先週の連休を利用して親しい旧友の誘いもあり、実に40年ぶりに広島を訪れました。

私は広島大学を卒業しているので、その日は広島大学歯学部40周年記念講演がありまた同時に18期生の同窓会もあったのです。

当時東京と広島間に新幹線はありましたが、5時間20分くらいが最短でしたが今はなんと4時間25分。

約一時間も短縮されたんですね。

しかし、この歳になると4時間も同じ姿勢で座っていることがいかに大変なことか、腰が痛くて仕方がありませんでした。

さて、広島駅に着いたら最初に行こうと思っていた自分の当時の下宿先。

今どうなってるだろう。

そんなことで、バスに乗り込もうと思いましたが、なかなかバス停までたどりつけない。

駅から外へ出ることができないのですね。

駅がまさに国際都市広島を象徴するように、何階にもなっていて、今自分がどこに居るのかがさっぱり分からない、まるで浦島太郎気分ですね。

そこで、ちょっと思いました。

とにかくかえって、私には不便に感じるわけです。

このように莫大な費用をかけて、近代的な建物を建て続けることが、果たして今の日本にふさわしいのだろうか?と。

本当の便利さというものを、少し考え違いされているのではないだろうか。

もっと簡単なことを言います。

人口減少著しく、労働人口も減っていくこの日本に、果たしてこれだけのお金のかかる施設が、必要なのだろうか。

そう考えざるをえません。

さて、バスに乗り、自分の6年間青春時代を過ごした下宿先に向かいます。

当たり前でした、もう建物も何もないです。
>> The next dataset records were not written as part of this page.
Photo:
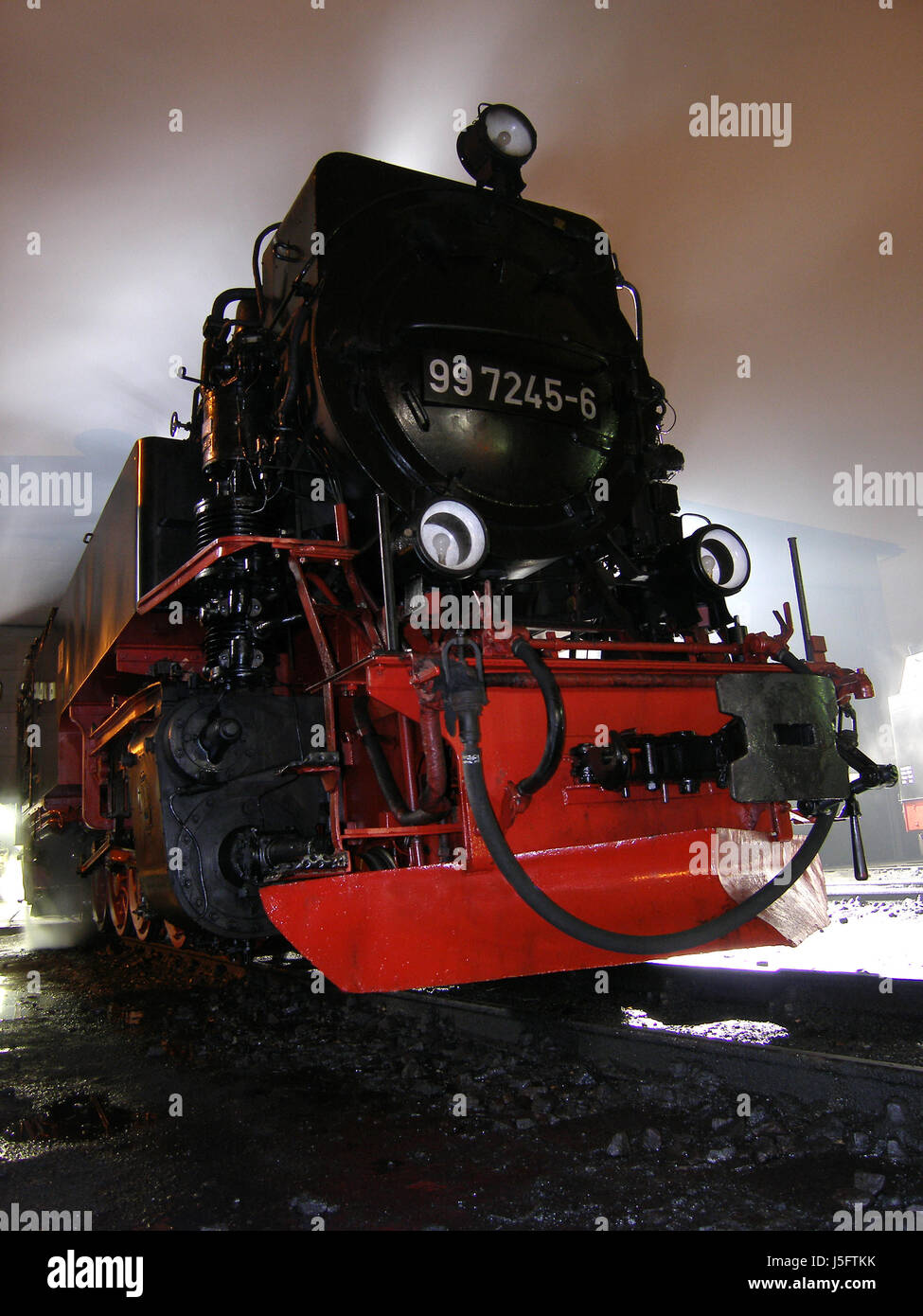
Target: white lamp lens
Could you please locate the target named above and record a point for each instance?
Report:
(452, 536)
(723, 559)
(507, 132)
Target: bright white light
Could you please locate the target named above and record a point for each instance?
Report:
(453, 536)
(507, 132)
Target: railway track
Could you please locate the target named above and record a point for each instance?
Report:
(566, 1013)
(808, 1076)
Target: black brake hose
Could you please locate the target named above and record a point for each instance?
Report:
(627, 944)
(551, 691)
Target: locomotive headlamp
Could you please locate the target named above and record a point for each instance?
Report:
(719, 559)
(452, 537)
(495, 146)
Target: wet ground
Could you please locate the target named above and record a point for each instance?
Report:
(161, 1100)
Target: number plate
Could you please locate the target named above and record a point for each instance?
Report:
(464, 381)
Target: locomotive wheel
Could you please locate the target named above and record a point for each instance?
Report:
(140, 921)
(172, 934)
(118, 900)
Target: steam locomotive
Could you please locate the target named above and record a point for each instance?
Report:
(401, 651)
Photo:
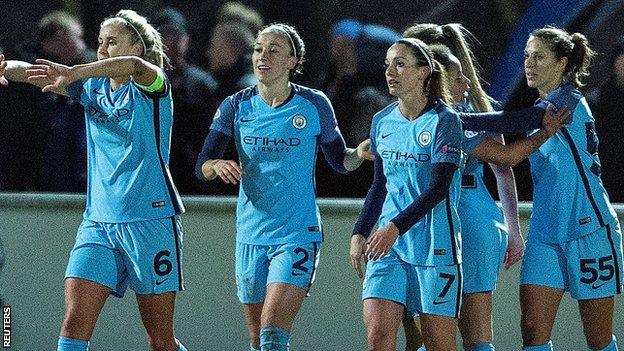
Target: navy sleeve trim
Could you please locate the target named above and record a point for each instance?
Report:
(374, 201)
(74, 90)
(334, 152)
(504, 122)
(442, 175)
(215, 145)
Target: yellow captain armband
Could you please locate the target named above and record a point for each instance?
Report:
(157, 85)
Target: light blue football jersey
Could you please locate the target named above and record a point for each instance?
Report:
(475, 201)
(408, 150)
(277, 149)
(569, 200)
(128, 135)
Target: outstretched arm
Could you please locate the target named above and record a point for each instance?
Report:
(506, 184)
(507, 122)
(380, 242)
(495, 152)
(15, 71)
(55, 77)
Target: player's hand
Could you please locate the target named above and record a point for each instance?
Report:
(53, 76)
(363, 151)
(554, 120)
(3, 64)
(356, 252)
(381, 241)
(515, 250)
(229, 171)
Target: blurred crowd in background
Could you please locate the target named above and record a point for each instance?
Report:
(42, 142)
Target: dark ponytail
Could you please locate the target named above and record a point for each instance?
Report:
(437, 84)
(453, 36)
(574, 47)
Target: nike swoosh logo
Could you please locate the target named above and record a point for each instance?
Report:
(594, 286)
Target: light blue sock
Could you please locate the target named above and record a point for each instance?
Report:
(274, 339)
(69, 344)
(612, 345)
(545, 347)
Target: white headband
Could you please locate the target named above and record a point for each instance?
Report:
(283, 30)
(137, 33)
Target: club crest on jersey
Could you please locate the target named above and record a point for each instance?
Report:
(299, 121)
(424, 138)
(470, 134)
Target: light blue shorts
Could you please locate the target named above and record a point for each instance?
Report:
(589, 267)
(145, 255)
(260, 265)
(483, 253)
(432, 290)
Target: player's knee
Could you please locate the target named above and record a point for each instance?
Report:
(274, 339)
(379, 338)
(533, 333)
(74, 327)
(162, 344)
(603, 344)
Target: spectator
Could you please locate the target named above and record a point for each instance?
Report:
(229, 56)
(234, 11)
(194, 98)
(607, 103)
(355, 86)
(46, 151)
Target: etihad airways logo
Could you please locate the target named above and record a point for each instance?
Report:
(103, 117)
(268, 144)
(404, 159)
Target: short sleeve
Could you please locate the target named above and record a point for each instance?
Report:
(448, 139)
(327, 119)
(223, 120)
(75, 89)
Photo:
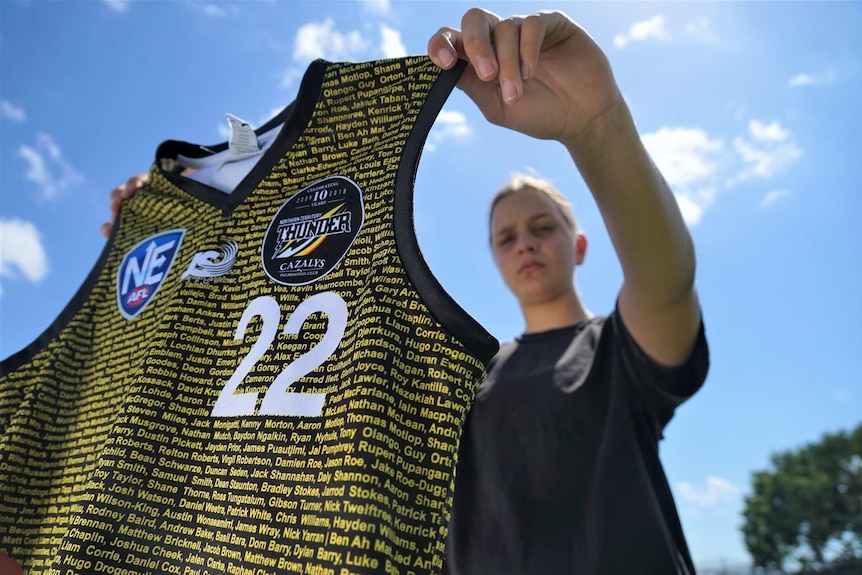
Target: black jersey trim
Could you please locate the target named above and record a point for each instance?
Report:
(295, 118)
(75, 304)
(444, 309)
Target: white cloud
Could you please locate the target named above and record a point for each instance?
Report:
(21, 251)
(640, 31)
(450, 125)
(806, 79)
(768, 150)
(684, 155)
(803, 80)
(689, 160)
(118, 5)
(322, 40)
(208, 8)
(767, 132)
(701, 31)
(773, 196)
(47, 168)
(717, 491)
(12, 112)
(379, 6)
(390, 44)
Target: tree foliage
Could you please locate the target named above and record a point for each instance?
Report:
(807, 510)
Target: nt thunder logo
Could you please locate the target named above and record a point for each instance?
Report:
(143, 270)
通った銭湯もありません。

かろうじて隣接するガソリンスタンドと公園は昔のままでした。

この時、今も変わらない公園のベンチに座り、あんぱんをかじりながら、なぜかすごく泣いてしまいました。

声を出して泣いてしまった。

なぜ真っ先にここへ来たのだろう。君は 昔の自分に会いたかったのか?そこに今もいると思っていたのか?  その馬鹿さ加減が今も昔とちっとも変っていませんな。

その後の、同窓会においては、57名の卒業生のうち集まったのは20名。

当時よく、話をした人というのは、ごく一部の出席番号の近い人たちだけであって、それ以外の方とはそんなに共通の話題はありません。
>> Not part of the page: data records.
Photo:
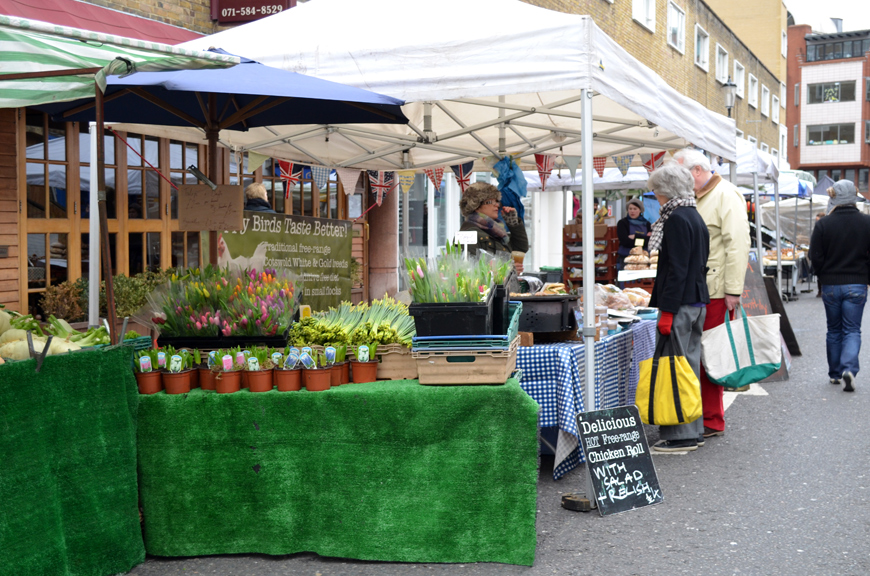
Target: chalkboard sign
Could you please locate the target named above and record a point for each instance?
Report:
(617, 454)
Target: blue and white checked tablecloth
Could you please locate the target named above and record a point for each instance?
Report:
(554, 375)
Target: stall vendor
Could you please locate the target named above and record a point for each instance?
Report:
(630, 229)
(480, 206)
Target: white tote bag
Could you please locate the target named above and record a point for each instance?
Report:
(742, 351)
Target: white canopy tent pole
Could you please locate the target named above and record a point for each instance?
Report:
(93, 236)
(778, 242)
(588, 269)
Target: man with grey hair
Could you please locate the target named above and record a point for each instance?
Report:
(724, 211)
(680, 291)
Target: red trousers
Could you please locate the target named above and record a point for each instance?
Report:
(711, 394)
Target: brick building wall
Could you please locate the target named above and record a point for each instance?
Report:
(679, 69)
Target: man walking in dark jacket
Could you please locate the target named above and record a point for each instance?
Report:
(840, 253)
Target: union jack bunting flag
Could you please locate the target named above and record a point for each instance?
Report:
(463, 174)
(598, 162)
(435, 175)
(623, 162)
(320, 175)
(652, 161)
(291, 173)
(545, 164)
(381, 181)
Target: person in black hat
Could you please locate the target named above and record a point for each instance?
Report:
(631, 228)
(840, 253)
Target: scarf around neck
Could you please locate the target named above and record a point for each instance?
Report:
(494, 228)
(658, 227)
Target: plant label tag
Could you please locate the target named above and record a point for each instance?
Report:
(467, 237)
(291, 361)
(175, 364)
(307, 360)
(362, 353)
(227, 361)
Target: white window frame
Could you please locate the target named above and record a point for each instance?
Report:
(740, 78)
(644, 13)
(680, 46)
(753, 91)
(721, 71)
(705, 64)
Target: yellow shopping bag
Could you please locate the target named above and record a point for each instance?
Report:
(668, 392)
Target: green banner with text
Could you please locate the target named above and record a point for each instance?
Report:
(316, 250)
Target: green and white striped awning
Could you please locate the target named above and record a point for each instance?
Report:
(73, 59)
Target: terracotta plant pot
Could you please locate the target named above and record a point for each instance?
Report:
(228, 382)
(365, 371)
(177, 382)
(149, 382)
(317, 380)
(206, 378)
(260, 380)
(288, 380)
(335, 375)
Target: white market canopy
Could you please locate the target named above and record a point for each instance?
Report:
(69, 61)
(512, 84)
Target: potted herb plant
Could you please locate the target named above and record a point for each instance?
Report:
(148, 378)
(259, 370)
(364, 369)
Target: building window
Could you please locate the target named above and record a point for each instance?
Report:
(753, 91)
(702, 48)
(830, 134)
(676, 27)
(831, 92)
(644, 13)
(721, 64)
(739, 78)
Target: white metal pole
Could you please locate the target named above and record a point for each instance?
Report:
(588, 238)
(93, 235)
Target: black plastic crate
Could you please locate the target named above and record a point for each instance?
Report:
(454, 318)
(500, 312)
(548, 313)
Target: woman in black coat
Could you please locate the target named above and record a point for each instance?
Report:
(680, 292)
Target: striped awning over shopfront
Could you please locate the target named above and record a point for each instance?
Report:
(70, 60)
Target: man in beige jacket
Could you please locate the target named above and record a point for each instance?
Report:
(723, 209)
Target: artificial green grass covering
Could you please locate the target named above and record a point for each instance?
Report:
(390, 471)
(68, 495)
みんな歳を取って、面影はあるけど、ずいぶん変わっていて、きっと私もそう思われているのかなと思います。

歳をとるというのは、ある意味残酷かなと、正直思いました。

次の日に 朝早く起きて平和祈念公園を散策し、船に乗って河から宮島へ向かいました。

平和記念公園は昔とほとんど変わらない景色と、この世から原子爆弾がなくなるまでこの火を消さないと誓った、その灯が、今でも燃えています。

慰霊碑の前では、老若男女、必ずこうべを垂れ手を合わせる風景が、非常に愛おしく感じます。

その石碑の中に。

と記されています。

広島では、あの原子爆弾により無差別に、一般の市民が、一瞬にして命を絶たれた。

国を守る 人を守る 財産を守る、という大儀の下で戦争というものは結局弱い人たちの命を奪っていく。

亡くなったその方々は、はたして今の日本を どう感じているのであろうか。

私たちは本当に過去から学んできたのだろうか。

楽しいブログで本来難しいお話はしたくありませんが、私が過ごした青春時代は美しい広島にありました。

そう考えたときに、いつもこのことだけは、心に問続けてているのです。

人も街も次の世代へと引き継がれ、希望をもって大きく変貌を遂げていく、そのことはとても素晴らしいこと。

しかし如何に年月を経ようと、変えてははならないもの、引き継いでいかなくてはならないものが必ず存在する。

このことを決して忘れてはならない。

そう思うのです。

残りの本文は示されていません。